Do you expect emerging market equities to outperform or underperform other markets in 2009?

Market predictions are always a challenge, never more so than in these unprecedented times. During periods like this, sticking to one's investment discipline and process goes a long way in delivering consistent returns over the longer run. Batterymarch's models remain cautious about the markets in general and at this juncture do not favor any particular equity asset class over another.

What are the opportunities available in emerging market equities at the moment?

Companies related to domestic consumption and infrastructure build-out are attractive in our model. Many of them have sold off dramatically despite good fundamentals and strong earnings on the back of rising domestic incomes. Infrastructure build-out in emerging markets might even accelerate to counteract the global crisis. We are also finding opportunities among very high-quality companies with strong market positions and very cheap valuations, namely banks and some of the technology names.

Which particular emerging markets do you favour?

We favor China, Brazil and Turkey as we are able to find attractive names in these markets. China has financial strength and flexibility in its policies on both the fiscal and monetary sides. This should help its economy stand up to the global slowdown. Over the years, Turkey's economy has become more resilient to global shocks through positive steps by its central bank to curb inflation. Furthermore, as a net commodity importer, Turkey's balance-of-payments position has been improving. The market has not yet given due credit to these changes. Turkey is one of the cheapest markets, trading at a 12-month forward price-to-earnings ratio of less than 5 times, with a dividend yield of around 6%. Brazil is also very attractive as it has been sold off due to perceived commodity-related exposures. 

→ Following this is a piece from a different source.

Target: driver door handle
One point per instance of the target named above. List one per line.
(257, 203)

Which emerging markets will you be avoiding in the coming months?

We are not avoiding any particular emerging market. At Batterymarch, our objective is to stay away from stocks that might be poorly positioned to weather this crisis. These are typically firms that indulged in too much capital expenditure at the top of the cycle and are now facing a sudden decline in demand. They may also be leveraged and could see funding constraints going forward.

Within emerging markets, which sectors are you bullish over?

Sectors with companies that seem to be well positioned in the current environment are in the telecom and consumer-related spaces. We are also finding selected stocks involved in building the transportation infrastructure across Asia. Finally, some of the bank names have very attractive valuations, having come down in sympathy with developed market banks.

Within emerging markets, which sectors are you bearish about?

We are underweight in sectors related primarily to commodities and real estate. Demand seems to have evaporated in these segments. Furthermore, in the last couple of years, substantial capital was spent to create capacity as everyone bought into the idea of unending demand from China and India. Companies in the real estate sector have also taken on substantial debt in order to win the growth competition, and this has now come back to bite them in a deleveraging world. Today cash is king and assets are plentiful -a turnaround from a few years ago when cash was worthless and assets could command any price.

What are the biggest challenges in finding suitable investments in emerging market equities under the current market conditions?

Our models focus on the fundamental value of a company and look for apparent mispricing relative to these fundamentals. Over the intermediate to longer term, our investment discipline and process have stood the test of time. The biggest challenge for us in the short term has been one of rationality. Correlations have converged for all names - until last year, if you overlaid a chart of a Brazilian bank stock with that of a Russian wireless stock, they would have looked the same. There was no differentiation by investors. Lately we have seen some semblance of rationality, and companies with better fundamentals are being rewarded.